Data from: Dissecting functional components of reproductive isolation among closely related sympatric species of the Anopheles gambiae complex
Pombi, Marco et al. (2017), Data from: Dissecting functional components of reproductive isolation among closely related sympatric species of the Anopheles gambiae complex, Dryad, Dataset, https://doi.org/10.5061/dryad.58k34
Explaining how and why reproductive isolation evolves and determining which forms of reproductive isolation have the largest impact on the process of population divergence are major goals in the study of speciation. By studying recent adaptive radiations in incompletely isolated taxa, it is possible to identify barriers involved at early divergence before other confounding barriers emerge after speciation is complete. Sibling species of the Anopheles gambiae complex offer opportunities to provide insights into speciation mechanisms.
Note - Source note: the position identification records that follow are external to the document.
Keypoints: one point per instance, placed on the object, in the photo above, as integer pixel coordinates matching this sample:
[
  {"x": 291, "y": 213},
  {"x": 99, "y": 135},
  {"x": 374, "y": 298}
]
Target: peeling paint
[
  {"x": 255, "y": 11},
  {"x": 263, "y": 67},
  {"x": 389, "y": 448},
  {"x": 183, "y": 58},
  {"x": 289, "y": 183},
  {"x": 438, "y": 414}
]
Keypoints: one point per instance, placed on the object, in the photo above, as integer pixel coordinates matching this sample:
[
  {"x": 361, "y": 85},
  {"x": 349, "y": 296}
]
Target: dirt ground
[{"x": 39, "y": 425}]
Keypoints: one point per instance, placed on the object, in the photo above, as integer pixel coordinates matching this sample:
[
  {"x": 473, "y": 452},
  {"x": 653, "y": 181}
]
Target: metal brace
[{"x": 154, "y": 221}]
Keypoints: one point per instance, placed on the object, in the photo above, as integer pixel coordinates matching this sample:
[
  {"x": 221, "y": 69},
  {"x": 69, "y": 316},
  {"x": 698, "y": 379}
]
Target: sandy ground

Here we studied patterns of reproductive isolation among three taxa, An. coluzzii, An. gambiae s.s. and An. arabiensis, to compare its strength at different spatial scales, to dissect the relative contribution of pre- versus post-mating isolation, and to infer the involvement of ecological divergence on hybridization. Because F1 hybrids are viable, fertile, and not uncommon, understanding the dynamics of hybridization in this trio of major malaria vectors has important implications for how adaptations arise and spread across the group, and in planning studies of the safety and efficacy of gene drive as a means of malaria control. We first performed a systematic review and meta-analysis of published surveys reporting on hybrid prevalence, showing strong reproductive isolation at a continental scale despite geographically restricted exceptions. Second, we exploited our own extensive field datasets collected at a regional scale in two contrasting environmental settings, in order to assess: i) levels of pre-mating isolation; ii) spatio/temporal and frequency-dependent dynamics of hybridization, iii) relationship between reproductive isolation and ecological divergence, and iv) hybrid viability penalty. Results are in accordance with ecological speciation theory predicting a positive association between the strength of reproductive isolation and degree ecological divergence, and indicate that post-mating isolation does contribute to reproductive isolation among these species. Specifically, only post-mating isolation was positively associated with ecological divergence, whereas pre-mating isolation was correlated with phylogenetic distance.